To find the lim sup of your sequence: take every convergent subsequence’s limit and find the sup of those limits.


This is, of course, exactly what the definition is, but it wasn’t "visual" to me until I thought about it this way.  Is there something you learned early on that you weren’t quite clear with until much, much later?


Above is a sweet picture of this French mathematician Pierre Fatou.  Of course he had a nice mustache, but a few math things that are kind of neat about him: he was the first person to study the Mandelbrot set (though there is some controversy regarding the word "first" here…) and he also enjoyed iterative and recursive processes before they became really cool, making him a computer science hipster.  Also, he has a lemma in measure theory named after him.  That’s what this post is about.

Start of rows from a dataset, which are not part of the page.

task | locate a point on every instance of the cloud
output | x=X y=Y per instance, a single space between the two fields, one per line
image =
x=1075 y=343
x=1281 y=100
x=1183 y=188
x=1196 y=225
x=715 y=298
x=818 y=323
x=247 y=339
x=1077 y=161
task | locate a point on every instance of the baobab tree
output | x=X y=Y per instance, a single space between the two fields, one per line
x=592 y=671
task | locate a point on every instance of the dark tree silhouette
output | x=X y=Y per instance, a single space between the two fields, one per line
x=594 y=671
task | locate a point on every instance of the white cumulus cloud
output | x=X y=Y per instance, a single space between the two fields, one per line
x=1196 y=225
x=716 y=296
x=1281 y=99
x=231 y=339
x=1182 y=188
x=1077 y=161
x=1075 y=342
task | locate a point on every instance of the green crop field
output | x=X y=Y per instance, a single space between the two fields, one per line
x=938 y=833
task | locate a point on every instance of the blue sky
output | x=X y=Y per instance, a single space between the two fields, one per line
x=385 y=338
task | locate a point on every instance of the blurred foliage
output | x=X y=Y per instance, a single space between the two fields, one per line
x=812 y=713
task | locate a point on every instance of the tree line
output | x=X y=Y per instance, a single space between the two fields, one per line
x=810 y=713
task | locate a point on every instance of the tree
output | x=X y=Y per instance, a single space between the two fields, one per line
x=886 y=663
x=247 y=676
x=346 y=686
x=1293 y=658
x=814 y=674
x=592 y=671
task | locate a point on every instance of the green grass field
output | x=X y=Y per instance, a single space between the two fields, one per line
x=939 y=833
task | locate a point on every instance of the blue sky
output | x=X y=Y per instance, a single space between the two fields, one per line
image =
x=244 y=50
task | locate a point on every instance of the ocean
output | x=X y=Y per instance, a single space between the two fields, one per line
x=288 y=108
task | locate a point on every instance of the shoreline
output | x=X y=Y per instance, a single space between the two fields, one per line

Lemma (Fatou’s):  Let \{f_{i}\}_{i} be a sequence of non-negative measurable functions on {\mathbb R} with the Lebesgue measure \mu,  and let \displaystyle f(x) = \lim_{n\rightarrow\infty}\inf_{m \geq n} f_{n}(x) for all x\in {\mathbb R}.  Then, f is measurable and we have the inequality

\displaystyle \int f\, d\mu \leq \lim_{n\rightarrow\infty}\inf_{m \geq n} \int f_{n}\, d\mu.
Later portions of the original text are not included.